« Il existe un risque sérieux de famine si l’aide n’est pas augmentée ces deux prochains mois » au Tigré en Ethiopie, a averti un haut responsable de l’ONU dans une note mardi au Conseil de sécurité obtenue par l’AFP, en réclamant des mesures urgentes.
« Il est clair que les personnes vivant au Tigré sont désormais confrontées à une insécurité alimentaire considérablement accrue en raison du conflit, et que les parties au conflit limitent l’accès à la nourriture », ajoute le secrétaire général adjoint des Nations unies pour les Affaires humanitaires, Mark Lowcock.
Une résolution de 2018 impose à l’ONU d’alerter le Conseil de sécurité à chaque fois qu’un conflit menace d’entraîner une famine dans une région ou un pays. Plus de six mois après le lancement d’une opération militaire annoncée comme rapide par le Premier ministre éthiopien Abiy Ahmed, les combats et exactions se poursuivent au Tigré où le spectre d’une famine plane depuis plusieurs mois.
« Des mesures concrètes sont nécessaires de toute urgence pour briser le cercle vicieux entre conflit armé, violence et insécurité alimentaire », souligne dans sa note Mark Lowcock. « J’exhorte les membres du Conseil de sécurité et les autres Etats membres à prendre toutes les mesures possibles pour empêcher une famine de se produire ». Au Tigré, où « la destruction et la violence contre les civils se poursuivent encore aujourd’hui, \_au moins 20% de la population est confrontée aujourd’hui à une insécurité alimentaire urgente »_, précise-t-il.
Au cours des six mois et demi écoulés depuis le début du conflit au Tigré début novembre 2020, environ deux millions de personnes ont été déplacées, des civils ont été tués et blessés. Le viol et les autres formes de violence sexuelle odieuse sont répandus et systématiques.
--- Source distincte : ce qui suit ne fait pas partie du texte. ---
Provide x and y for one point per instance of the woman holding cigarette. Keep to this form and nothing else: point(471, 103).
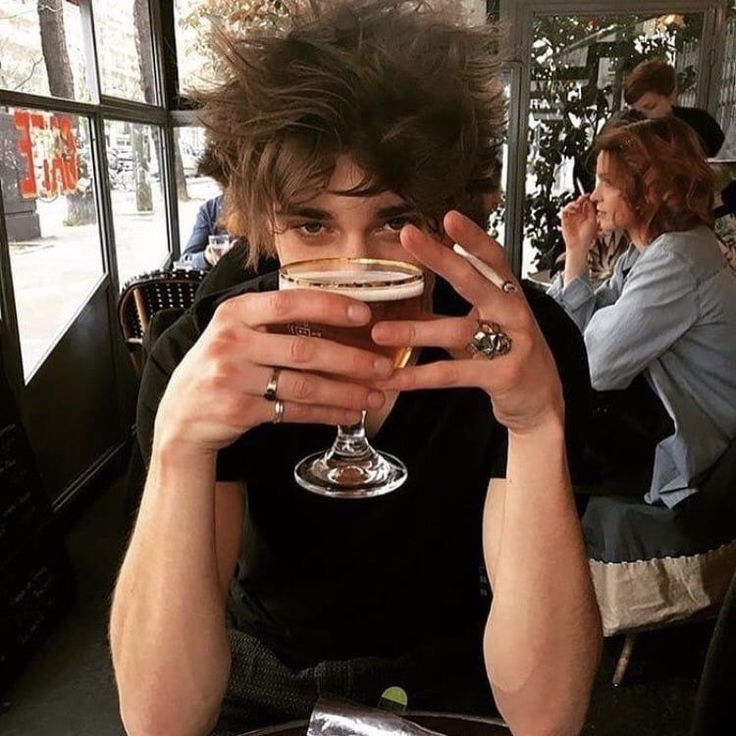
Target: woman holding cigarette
point(242, 596)
point(659, 333)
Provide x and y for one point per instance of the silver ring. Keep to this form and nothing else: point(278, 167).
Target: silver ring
point(489, 341)
point(272, 386)
point(278, 411)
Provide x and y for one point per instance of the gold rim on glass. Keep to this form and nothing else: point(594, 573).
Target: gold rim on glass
point(415, 274)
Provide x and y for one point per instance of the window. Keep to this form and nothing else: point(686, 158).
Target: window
point(24, 67)
point(134, 173)
point(51, 219)
point(192, 190)
point(125, 49)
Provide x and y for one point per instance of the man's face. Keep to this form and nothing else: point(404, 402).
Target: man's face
point(612, 209)
point(333, 225)
point(655, 105)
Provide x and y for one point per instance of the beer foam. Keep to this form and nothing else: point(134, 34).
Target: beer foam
point(365, 286)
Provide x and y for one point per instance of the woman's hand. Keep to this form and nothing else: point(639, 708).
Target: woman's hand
point(523, 384)
point(217, 392)
point(579, 225)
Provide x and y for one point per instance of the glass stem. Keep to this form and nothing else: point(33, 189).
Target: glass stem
point(351, 441)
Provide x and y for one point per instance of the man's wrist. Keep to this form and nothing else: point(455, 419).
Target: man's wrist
point(172, 451)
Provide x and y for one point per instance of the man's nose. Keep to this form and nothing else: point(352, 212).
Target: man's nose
point(356, 246)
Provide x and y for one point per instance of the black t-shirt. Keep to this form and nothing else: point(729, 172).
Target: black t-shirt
point(324, 579)
point(704, 125)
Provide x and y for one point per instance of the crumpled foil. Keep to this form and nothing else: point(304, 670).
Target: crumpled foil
point(340, 718)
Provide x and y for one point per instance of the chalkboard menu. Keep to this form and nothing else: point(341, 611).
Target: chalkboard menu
point(36, 583)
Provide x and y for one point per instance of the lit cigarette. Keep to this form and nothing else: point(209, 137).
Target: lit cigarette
point(484, 269)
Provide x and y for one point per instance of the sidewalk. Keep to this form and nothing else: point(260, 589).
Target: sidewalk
point(54, 275)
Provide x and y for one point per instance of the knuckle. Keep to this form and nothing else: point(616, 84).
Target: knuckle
point(303, 388)
point(281, 303)
point(448, 373)
point(300, 349)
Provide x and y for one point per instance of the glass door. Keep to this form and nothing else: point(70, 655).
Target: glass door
point(83, 207)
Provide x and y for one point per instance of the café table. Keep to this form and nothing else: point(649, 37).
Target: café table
point(449, 724)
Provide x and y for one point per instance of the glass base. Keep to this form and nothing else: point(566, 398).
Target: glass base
point(330, 474)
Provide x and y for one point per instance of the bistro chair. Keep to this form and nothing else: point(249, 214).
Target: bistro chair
point(148, 294)
point(653, 566)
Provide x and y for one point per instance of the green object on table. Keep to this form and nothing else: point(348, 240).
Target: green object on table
point(394, 698)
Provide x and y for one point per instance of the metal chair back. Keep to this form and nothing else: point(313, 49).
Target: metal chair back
point(145, 295)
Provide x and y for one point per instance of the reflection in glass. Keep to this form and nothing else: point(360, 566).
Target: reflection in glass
point(48, 196)
point(139, 217)
point(125, 50)
point(577, 65)
point(60, 71)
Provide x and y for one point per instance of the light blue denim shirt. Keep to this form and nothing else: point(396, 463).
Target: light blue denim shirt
point(670, 312)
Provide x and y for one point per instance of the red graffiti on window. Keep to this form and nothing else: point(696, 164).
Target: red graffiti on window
point(49, 147)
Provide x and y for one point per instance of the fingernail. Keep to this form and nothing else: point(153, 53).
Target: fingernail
point(359, 313)
point(383, 366)
point(375, 399)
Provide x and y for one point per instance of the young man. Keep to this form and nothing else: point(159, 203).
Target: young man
point(199, 253)
point(358, 130)
point(651, 88)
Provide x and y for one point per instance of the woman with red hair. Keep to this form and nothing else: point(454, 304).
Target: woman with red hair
point(663, 325)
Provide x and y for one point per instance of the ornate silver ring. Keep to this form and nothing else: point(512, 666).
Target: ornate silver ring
point(489, 341)
point(278, 411)
point(272, 386)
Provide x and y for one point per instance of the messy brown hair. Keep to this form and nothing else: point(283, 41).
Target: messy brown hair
point(662, 173)
point(653, 75)
point(402, 86)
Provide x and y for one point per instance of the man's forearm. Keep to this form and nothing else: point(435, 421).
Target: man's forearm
point(167, 629)
point(543, 637)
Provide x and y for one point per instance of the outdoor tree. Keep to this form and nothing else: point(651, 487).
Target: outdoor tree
point(138, 139)
point(571, 96)
point(202, 17)
point(81, 205)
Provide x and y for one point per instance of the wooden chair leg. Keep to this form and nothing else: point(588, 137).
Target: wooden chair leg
point(624, 659)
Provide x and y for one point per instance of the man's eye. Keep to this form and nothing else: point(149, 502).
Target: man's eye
point(396, 223)
point(311, 228)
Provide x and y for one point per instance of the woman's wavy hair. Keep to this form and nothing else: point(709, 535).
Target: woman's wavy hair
point(660, 168)
point(404, 87)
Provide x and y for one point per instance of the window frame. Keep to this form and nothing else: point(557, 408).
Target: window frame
point(101, 108)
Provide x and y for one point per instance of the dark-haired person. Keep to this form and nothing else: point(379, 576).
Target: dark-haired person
point(362, 128)
point(651, 88)
point(659, 333)
point(198, 252)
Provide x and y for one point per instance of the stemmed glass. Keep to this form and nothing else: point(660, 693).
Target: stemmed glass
point(351, 468)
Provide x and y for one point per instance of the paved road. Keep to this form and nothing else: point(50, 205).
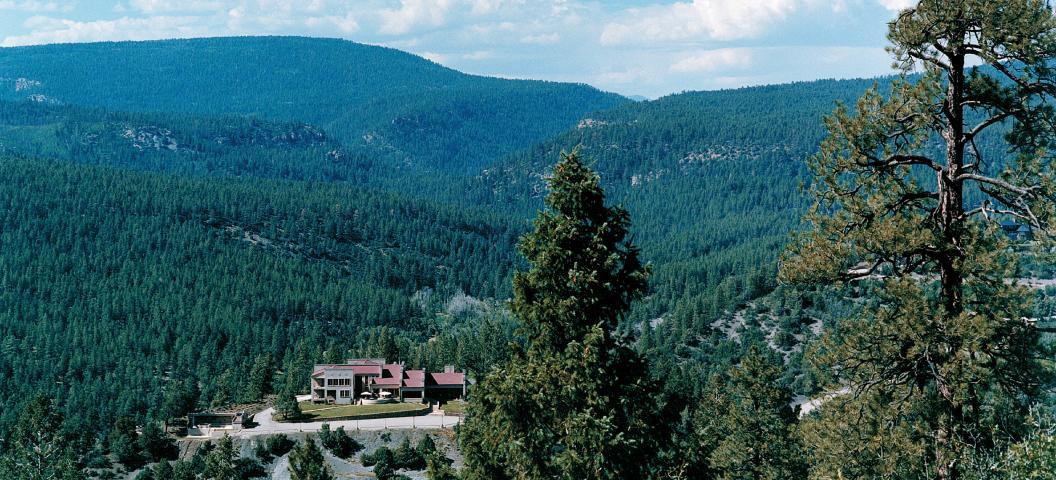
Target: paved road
point(267, 425)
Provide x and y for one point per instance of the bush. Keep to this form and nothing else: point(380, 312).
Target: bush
point(382, 455)
point(409, 458)
point(274, 446)
point(338, 442)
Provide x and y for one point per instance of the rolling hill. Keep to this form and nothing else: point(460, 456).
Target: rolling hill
point(388, 102)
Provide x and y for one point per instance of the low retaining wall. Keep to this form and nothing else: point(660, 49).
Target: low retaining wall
point(389, 415)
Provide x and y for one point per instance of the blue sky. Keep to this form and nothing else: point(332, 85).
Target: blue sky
point(629, 46)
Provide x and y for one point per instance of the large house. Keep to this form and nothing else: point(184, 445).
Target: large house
point(347, 383)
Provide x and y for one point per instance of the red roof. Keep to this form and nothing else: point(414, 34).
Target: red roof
point(414, 379)
point(357, 369)
point(392, 375)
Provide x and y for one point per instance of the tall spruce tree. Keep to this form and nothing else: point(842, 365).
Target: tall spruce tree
point(941, 364)
point(577, 402)
point(38, 448)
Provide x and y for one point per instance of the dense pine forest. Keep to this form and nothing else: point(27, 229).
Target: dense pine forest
point(189, 225)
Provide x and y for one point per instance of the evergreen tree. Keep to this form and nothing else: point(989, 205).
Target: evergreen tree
point(222, 462)
point(286, 405)
point(124, 442)
point(570, 405)
point(940, 365)
point(747, 424)
point(260, 378)
point(306, 462)
point(37, 448)
point(155, 444)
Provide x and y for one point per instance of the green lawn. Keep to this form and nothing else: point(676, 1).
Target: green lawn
point(322, 411)
point(454, 407)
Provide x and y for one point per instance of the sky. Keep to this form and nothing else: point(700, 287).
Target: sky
point(646, 48)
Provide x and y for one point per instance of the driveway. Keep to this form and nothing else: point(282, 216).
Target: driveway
point(265, 424)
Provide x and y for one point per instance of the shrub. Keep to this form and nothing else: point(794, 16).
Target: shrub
point(338, 442)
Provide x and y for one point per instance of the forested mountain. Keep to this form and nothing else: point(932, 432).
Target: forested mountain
point(712, 181)
point(118, 286)
point(174, 211)
point(394, 104)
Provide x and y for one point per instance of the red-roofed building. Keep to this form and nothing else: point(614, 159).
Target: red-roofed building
point(368, 378)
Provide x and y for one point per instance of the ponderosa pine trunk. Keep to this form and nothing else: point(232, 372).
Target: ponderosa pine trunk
point(950, 214)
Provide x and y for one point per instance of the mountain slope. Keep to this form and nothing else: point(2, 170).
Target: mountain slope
point(389, 102)
point(113, 284)
point(712, 183)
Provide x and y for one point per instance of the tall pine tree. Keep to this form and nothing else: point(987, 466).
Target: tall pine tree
point(577, 402)
point(941, 365)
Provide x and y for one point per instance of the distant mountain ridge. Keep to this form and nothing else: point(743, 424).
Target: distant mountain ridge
point(380, 100)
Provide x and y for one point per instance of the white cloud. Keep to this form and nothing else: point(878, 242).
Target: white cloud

Des infrastructures et des installations publiques et privées indispensables à la survie des civils ont été détruites, notamment des hôpitaux et des terres agricoles », énumère le responsable de l’ONU.
Des estimations considèrent que « plus de 90% des récoltes ont été perdues en raison du pillage, des incendies ou d’autres destructions, et que 80% du bétail de la région a été pillé ou abattu », indique aussi Mark Lowcock. « Malgré des améliorations enregistrées en mars et la coopération des autorités au niveau local, l’accès humanitaire dans son ensemble s’est récemment détérioré », relève-t-il par ailleurs.
Le président américain Joe Biden a lui aussi condamné mercredi des violations des droits humains « inacceptables » au Tigré et a exhorté à un cessez-le-feu immédiat. « Je suis profondément inquiet de l’escalade de la violence et l’approfondissement des fractures régionales et ethniques dans plusieurs régions de l’Ethiopie », a-t-il indiqué dans un communiqué.
Le gouvernement d’Abiy Ahmed s’est dit de son côté déterminé à enquêter sur ces violations des droits humains dans la région et a affirmé à plusieurs reprises avoir donné un accès « entier et sans entrave » aux travailleurs humanitaires.
Dans une série de messages postés sur Twitter mardi soir, le ministère éthiopien des Affaires étrangères a accusé le Front de libération du peuple du Tigré (TPLF) – qui dirigeait la région avant d’être renversé par l’armée fédérale – de contribuer à empêcher l’aide humanitaire de se déployer.Les « derniers éléments » de ce groupe ont « tué des travailleurs humanitaires, des chauffeurs de poids-lourds et pillé des biens alimentaires et non-alimentaires qui étaient sur le point d’être distribués aux populations dans le besoin », accuse le ministère.